Tip pool cleaning

1. Some theory

Definitions

We define the following quantities:

  • Arrival rate λ: mean number of messages generated per unit of time (e.g., second).
  • Service rate μ: scheduling rate at each node.
  • Propagation time h: time needed for a message to be delivered to all nodes.
  • Number of tips L: mean number of unreferenced messages.

Number of tips

In case the system is stable, that is the mean arrival rate λ is smaller than the service rate μ, we can infer the mean number of tips according to the Tangle white paper: specifically, the mean number of tips L=2λh is directly proportional to the arrival rate λ and to the propagation delay h.

Generalized formula

It must be noted that the above formula can be generalized when a message references k other messages instead of 2, and becomes L=kλh/(k-1). Additionally, it is possible to extend the previous formula when λ>μ. Since our scheduler is work-conservative, the output rate from the scheduler is trivially given by min{λ,μ}: in other words, if λ>μ (congested situation), then the arrival is capped by the scheduling rate and the rest of the spamming traffic is just backlogged in the outbox buffer. The above formula, then, becomes L=k*min{λ,μ}*h/(k-1).

Finally, more sophisticated analysis with respect to the propagation delay h for different classes of traffic (e.g., honest vs spam) can be found in [cullen2019] and in [penzkofer2021].

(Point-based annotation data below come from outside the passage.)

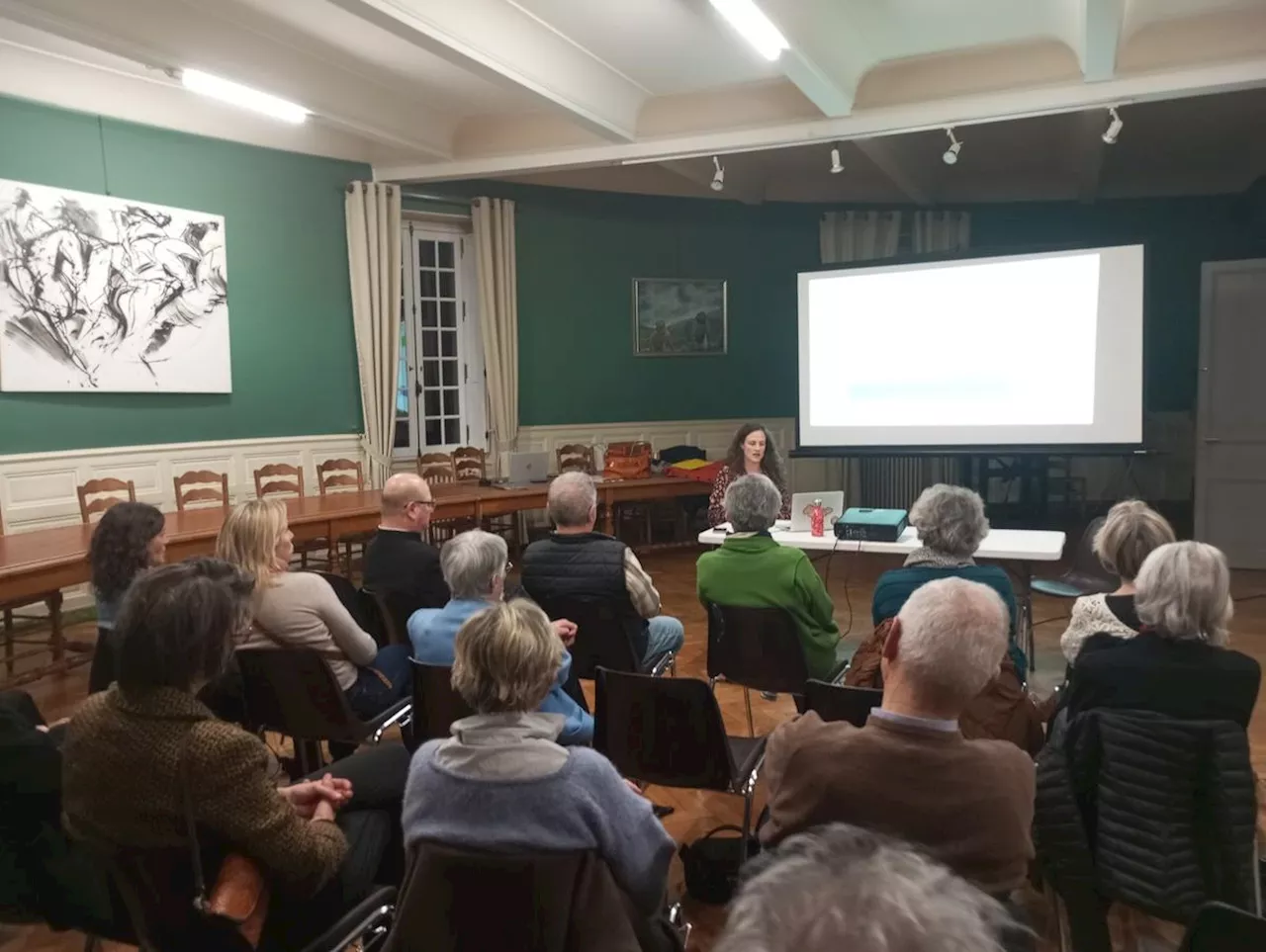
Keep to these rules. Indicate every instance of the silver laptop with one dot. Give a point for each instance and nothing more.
(832, 501)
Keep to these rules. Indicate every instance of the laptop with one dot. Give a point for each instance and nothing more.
(833, 504)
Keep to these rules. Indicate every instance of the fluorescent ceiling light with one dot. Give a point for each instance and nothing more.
(754, 26)
(242, 96)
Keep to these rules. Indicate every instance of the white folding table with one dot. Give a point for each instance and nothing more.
(1016, 549)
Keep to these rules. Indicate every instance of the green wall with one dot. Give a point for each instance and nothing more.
(294, 352)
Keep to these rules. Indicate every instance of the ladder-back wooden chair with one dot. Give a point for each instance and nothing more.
(199, 486)
(104, 494)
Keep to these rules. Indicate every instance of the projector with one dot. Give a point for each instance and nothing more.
(871, 524)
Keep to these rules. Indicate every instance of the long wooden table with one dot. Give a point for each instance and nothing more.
(48, 560)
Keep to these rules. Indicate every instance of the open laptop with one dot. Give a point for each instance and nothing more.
(832, 501)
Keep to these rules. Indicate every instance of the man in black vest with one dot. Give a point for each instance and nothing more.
(578, 563)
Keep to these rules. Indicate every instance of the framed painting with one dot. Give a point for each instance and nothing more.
(678, 316)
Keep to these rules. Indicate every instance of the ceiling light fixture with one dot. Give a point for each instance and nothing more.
(243, 96)
(1115, 127)
(754, 26)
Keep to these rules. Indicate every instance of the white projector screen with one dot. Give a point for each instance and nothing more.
(1027, 350)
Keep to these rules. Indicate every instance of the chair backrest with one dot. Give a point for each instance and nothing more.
(202, 486)
(663, 730)
(604, 633)
(279, 479)
(294, 693)
(470, 465)
(462, 901)
(104, 492)
(756, 648)
(1223, 928)
(575, 456)
(435, 705)
(842, 703)
(339, 476)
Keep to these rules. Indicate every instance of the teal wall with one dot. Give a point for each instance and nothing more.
(293, 347)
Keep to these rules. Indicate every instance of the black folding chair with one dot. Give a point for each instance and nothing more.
(670, 731)
(435, 705)
(758, 649)
(841, 703)
(294, 693)
(604, 637)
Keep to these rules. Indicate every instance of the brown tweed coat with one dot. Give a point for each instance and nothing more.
(119, 780)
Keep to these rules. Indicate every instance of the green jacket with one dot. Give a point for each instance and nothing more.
(755, 571)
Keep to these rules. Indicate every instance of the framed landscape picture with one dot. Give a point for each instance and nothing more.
(678, 316)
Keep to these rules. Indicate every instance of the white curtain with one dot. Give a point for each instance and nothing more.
(946, 231)
(493, 224)
(374, 262)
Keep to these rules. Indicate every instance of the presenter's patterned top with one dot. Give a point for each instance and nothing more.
(717, 501)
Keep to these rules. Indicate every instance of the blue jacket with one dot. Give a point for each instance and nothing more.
(433, 633)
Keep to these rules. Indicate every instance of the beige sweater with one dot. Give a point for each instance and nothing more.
(302, 610)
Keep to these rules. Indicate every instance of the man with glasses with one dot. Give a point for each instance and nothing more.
(399, 563)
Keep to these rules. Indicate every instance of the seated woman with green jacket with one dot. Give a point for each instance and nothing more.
(751, 569)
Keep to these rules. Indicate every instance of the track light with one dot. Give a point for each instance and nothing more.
(1115, 127)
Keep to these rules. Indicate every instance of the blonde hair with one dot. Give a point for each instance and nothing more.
(249, 538)
(505, 658)
(1129, 536)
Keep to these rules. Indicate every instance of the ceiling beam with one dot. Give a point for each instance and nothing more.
(504, 43)
(870, 123)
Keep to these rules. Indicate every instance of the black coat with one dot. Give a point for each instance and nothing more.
(1153, 812)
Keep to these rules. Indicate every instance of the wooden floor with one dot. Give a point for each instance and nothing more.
(850, 578)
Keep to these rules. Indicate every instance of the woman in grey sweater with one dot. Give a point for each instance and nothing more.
(502, 783)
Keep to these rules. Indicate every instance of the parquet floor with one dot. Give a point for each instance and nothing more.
(850, 580)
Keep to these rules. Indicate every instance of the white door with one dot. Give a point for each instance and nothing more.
(1230, 414)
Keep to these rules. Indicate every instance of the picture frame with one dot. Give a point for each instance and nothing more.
(680, 316)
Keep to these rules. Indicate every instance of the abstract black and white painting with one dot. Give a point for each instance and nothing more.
(104, 294)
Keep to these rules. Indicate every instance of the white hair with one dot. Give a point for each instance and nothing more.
(840, 888)
(950, 519)
(752, 503)
(1184, 591)
(573, 496)
(471, 563)
(953, 636)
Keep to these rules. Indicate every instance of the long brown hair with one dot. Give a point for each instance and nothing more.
(771, 464)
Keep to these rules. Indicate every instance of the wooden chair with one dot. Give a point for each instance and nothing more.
(103, 490)
(207, 487)
(577, 456)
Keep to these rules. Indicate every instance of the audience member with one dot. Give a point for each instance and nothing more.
(502, 784)
(399, 561)
(751, 451)
(1179, 663)
(302, 610)
(909, 771)
(752, 569)
(842, 889)
(136, 751)
(475, 566)
(130, 538)
(1130, 532)
(578, 563)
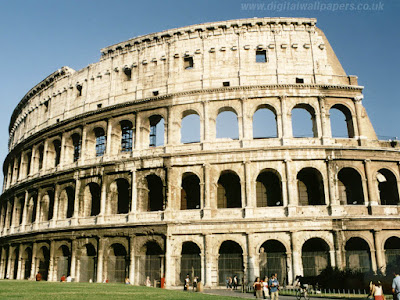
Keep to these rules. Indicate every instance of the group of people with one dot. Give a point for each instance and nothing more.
(232, 283)
(269, 287)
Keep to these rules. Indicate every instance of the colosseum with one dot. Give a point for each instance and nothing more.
(102, 181)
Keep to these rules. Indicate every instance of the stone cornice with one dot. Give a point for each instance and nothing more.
(321, 87)
(208, 28)
(53, 77)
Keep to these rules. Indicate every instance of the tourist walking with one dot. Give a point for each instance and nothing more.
(274, 287)
(396, 286)
(258, 288)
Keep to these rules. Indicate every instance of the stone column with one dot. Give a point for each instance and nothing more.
(373, 201)
(134, 196)
(52, 274)
(379, 252)
(100, 259)
(83, 146)
(109, 138)
(208, 260)
(33, 264)
(296, 254)
(19, 272)
(207, 198)
(76, 199)
(169, 262)
(132, 254)
(53, 222)
(74, 244)
(338, 244)
(286, 124)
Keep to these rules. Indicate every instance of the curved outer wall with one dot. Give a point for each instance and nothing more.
(69, 149)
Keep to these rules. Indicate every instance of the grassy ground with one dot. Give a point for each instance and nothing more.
(12, 289)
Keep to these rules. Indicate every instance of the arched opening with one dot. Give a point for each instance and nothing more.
(303, 121)
(229, 190)
(273, 260)
(315, 256)
(27, 262)
(154, 261)
(392, 254)
(156, 193)
(126, 136)
(227, 124)
(57, 152)
(44, 261)
(77, 145)
(341, 121)
(358, 256)
(14, 266)
(118, 263)
(156, 131)
(88, 264)
(46, 206)
(269, 189)
(190, 261)
(190, 192)
(310, 187)
(119, 197)
(63, 261)
(90, 206)
(387, 185)
(190, 128)
(264, 123)
(100, 141)
(350, 187)
(31, 209)
(230, 261)
(66, 203)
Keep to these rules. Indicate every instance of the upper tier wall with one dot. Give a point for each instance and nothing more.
(155, 65)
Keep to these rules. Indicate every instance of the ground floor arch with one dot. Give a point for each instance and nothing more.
(230, 261)
(273, 260)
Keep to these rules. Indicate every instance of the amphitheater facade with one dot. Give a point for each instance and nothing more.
(99, 183)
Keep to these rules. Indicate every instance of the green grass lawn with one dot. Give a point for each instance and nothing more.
(12, 289)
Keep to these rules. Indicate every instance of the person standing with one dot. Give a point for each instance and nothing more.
(258, 288)
(396, 286)
(274, 287)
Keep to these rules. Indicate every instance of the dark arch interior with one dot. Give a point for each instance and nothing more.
(311, 187)
(119, 250)
(352, 184)
(229, 191)
(190, 196)
(387, 185)
(123, 188)
(190, 248)
(230, 247)
(356, 243)
(269, 189)
(156, 198)
(95, 192)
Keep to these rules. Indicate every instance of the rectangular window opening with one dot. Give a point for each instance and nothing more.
(261, 56)
(188, 62)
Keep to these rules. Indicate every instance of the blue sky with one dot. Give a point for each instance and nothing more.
(38, 37)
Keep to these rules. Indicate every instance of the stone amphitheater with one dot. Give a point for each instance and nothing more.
(100, 182)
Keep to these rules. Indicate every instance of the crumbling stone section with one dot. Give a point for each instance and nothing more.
(101, 185)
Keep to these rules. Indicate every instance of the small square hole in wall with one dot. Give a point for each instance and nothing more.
(261, 56)
(188, 62)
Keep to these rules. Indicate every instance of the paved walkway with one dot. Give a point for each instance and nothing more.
(238, 294)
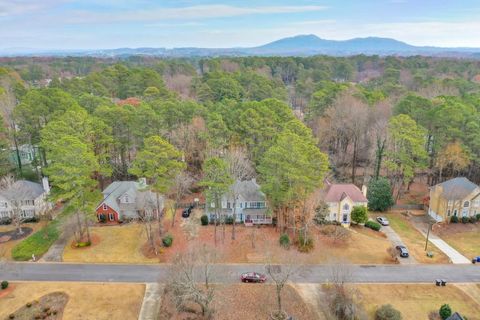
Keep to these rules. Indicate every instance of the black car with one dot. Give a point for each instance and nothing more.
(403, 251)
(187, 211)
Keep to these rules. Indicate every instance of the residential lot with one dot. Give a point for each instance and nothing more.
(85, 300)
(412, 238)
(416, 301)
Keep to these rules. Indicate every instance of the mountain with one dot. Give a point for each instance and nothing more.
(301, 45)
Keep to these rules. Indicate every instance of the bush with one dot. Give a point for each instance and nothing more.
(38, 243)
(167, 240)
(387, 312)
(304, 245)
(373, 225)
(285, 240)
(359, 214)
(445, 311)
(379, 194)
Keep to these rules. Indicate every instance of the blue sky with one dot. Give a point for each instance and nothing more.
(91, 24)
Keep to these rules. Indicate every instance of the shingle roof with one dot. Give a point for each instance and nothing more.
(338, 192)
(23, 190)
(457, 188)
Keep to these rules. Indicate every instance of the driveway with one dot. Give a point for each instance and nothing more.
(397, 241)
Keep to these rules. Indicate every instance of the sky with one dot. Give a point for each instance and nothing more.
(106, 24)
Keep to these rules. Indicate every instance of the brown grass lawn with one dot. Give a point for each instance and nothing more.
(416, 301)
(246, 301)
(463, 237)
(6, 247)
(413, 239)
(86, 301)
(116, 244)
(364, 246)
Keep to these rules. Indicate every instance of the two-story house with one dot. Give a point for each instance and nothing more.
(250, 204)
(455, 197)
(126, 200)
(341, 198)
(29, 198)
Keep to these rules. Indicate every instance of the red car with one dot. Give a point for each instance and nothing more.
(253, 277)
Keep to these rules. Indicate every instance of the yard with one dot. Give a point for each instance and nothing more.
(6, 247)
(416, 301)
(85, 300)
(111, 244)
(463, 237)
(246, 301)
(413, 239)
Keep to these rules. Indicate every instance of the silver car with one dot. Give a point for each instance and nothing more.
(383, 221)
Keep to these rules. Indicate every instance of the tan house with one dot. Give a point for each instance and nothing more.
(455, 197)
(341, 198)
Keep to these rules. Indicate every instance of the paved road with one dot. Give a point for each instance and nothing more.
(228, 273)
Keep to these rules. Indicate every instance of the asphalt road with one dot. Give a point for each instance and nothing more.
(228, 273)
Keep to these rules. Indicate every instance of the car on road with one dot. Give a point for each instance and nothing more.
(253, 277)
(383, 221)
(403, 251)
(187, 211)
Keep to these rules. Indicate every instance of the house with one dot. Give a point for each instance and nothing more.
(127, 200)
(341, 198)
(251, 205)
(29, 197)
(455, 197)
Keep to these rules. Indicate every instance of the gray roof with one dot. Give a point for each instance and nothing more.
(457, 188)
(249, 190)
(23, 190)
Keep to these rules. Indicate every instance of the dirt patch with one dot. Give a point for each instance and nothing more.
(48, 307)
(13, 235)
(244, 301)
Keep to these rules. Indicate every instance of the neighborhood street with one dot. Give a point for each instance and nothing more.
(229, 273)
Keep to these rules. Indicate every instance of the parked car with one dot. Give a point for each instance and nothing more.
(383, 221)
(187, 211)
(253, 277)
(403, 251)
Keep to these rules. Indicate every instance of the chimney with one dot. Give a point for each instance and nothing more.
(45, 185)
(364, 190)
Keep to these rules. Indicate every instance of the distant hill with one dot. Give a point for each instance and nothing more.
(301, 45)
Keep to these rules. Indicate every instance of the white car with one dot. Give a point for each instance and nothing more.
(383, 221)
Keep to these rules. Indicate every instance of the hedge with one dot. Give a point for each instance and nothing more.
(37, 244)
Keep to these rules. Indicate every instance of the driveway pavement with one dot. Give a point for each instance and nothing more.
(396, 241)
(230, 273)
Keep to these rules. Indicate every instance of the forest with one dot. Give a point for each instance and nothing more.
(295, 120)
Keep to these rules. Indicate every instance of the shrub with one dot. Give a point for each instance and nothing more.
(379, 194)
(445, 311)
(373, 225)
(304, 245)
(167, 240)
(285, 240)
(38, 243)
(387, 312)
(359, 214)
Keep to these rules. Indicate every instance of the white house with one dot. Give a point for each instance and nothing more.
(250, 203)
(29, 197)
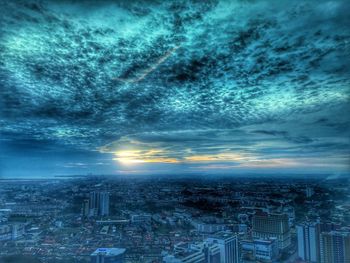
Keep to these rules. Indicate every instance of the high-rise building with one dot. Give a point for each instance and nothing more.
(335, 247)
(99, 203)
(267, 226)
(228, 245)
(108, 255)
(86, 208)
(187, 253)
(104, 204)
(308, 235)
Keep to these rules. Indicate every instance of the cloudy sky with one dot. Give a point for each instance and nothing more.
(174, 87)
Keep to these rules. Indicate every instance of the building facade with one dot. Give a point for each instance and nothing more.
(309, 241)
(267, 226)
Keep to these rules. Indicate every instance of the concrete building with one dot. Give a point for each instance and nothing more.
(99, 203)
(108, 255)
(267, 226)
(335, 247)
(228, 245)
(200, 252)
(309, 241)
(266, 250)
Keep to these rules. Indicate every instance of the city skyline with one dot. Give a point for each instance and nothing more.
(174, 87)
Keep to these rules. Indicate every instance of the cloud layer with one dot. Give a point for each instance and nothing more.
(241, 82)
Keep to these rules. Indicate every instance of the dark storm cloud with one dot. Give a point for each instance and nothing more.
(211, 77)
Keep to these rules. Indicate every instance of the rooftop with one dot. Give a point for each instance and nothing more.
(108, 251)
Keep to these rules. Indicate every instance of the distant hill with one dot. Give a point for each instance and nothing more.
(19, 259)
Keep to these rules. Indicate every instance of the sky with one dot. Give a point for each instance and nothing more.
(174, 87)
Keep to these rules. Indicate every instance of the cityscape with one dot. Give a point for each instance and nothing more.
(174, 131)
(166, 220)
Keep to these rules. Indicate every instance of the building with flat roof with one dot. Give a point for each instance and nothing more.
(228, 245)
(108, 255)
(308, 235)
(267, 226)
(335, 247)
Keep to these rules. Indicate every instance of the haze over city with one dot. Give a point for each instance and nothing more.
(174, 87)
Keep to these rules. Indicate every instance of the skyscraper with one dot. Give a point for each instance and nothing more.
(308, 235)
(99, 203)
(335, 247)
(228, 245)
(272, 225)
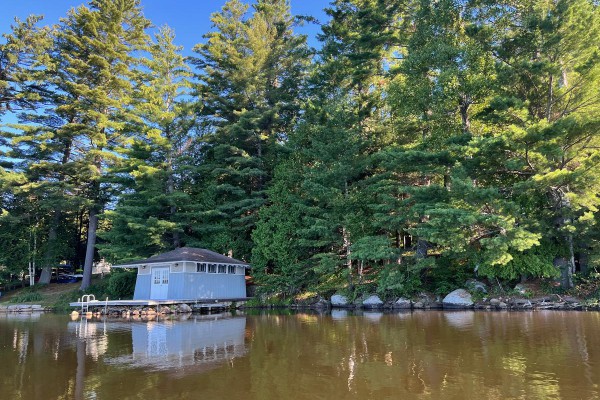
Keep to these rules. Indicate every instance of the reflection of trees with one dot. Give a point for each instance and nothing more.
(428, 355)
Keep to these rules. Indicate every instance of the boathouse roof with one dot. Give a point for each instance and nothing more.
(185, 254)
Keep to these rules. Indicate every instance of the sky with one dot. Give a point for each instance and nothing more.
(189, 18)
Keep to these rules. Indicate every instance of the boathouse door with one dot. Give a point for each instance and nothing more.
(160, 283)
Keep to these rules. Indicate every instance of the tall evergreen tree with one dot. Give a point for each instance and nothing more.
(92, 62)
(252, 70)
(152, 213)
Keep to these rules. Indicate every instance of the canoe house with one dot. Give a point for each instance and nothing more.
(189, 273)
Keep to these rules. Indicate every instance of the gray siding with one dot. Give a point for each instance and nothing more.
(142, 287)
(188, 286)
(206, 286)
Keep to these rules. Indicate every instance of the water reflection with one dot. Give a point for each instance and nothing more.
(202, 341)
(347, 354)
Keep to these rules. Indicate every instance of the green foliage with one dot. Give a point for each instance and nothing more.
(28, 295)
(121, 284)
(401, 280)
(447, 275)
(426, 141)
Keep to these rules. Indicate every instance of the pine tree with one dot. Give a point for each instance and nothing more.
(252, 70)
(547, 111)
(93, 56)
(151, 215)
(21, 56)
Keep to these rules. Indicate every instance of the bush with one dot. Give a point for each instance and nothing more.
(121, 284)
(27, 296)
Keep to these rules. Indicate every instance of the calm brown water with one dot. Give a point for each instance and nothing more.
(421, 355)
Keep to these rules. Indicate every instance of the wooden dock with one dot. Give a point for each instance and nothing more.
(149, 303)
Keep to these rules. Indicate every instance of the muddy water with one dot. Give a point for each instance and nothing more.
(421, 355)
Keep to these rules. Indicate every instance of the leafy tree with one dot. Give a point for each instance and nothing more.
(252, 71)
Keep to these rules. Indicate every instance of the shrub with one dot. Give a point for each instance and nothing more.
(27, 296)
(121, 284)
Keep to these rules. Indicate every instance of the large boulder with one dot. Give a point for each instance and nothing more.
(321, 304)
(459, 298)
(373, 301)
(338, 300)
(402, 304)
(184, 308)
(476, 286)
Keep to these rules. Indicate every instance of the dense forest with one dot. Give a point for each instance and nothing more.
(421, 143)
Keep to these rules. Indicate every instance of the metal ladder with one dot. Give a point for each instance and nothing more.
(85, 302)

2. Tip pool size in IOTA DevNet

Currently in the DevNet

In the current implementation, the number of tips in the tip pool is often very large (or exploding) in spamming periods. This is somehow expected as the new data flow moves the removal of malicious traffic from the outbox buffer (previously referred to as blacklisting) to being orphaned in the tip set. However, using Uniform Random Tip Selection, the tip set has no protection against spam as each node approves tips without taking into account how the Tangle is growing. Two mechanisms are important to mitigate this behavior:

  • The AIMD rate setter, because it allows to react to random messages from low-mana nodes which waste valuable bandwidth.
  • The Time Since Confirmation (TSC) condition as it allows to temporarily “forget” parts of the Tangle which seem to be orphaned.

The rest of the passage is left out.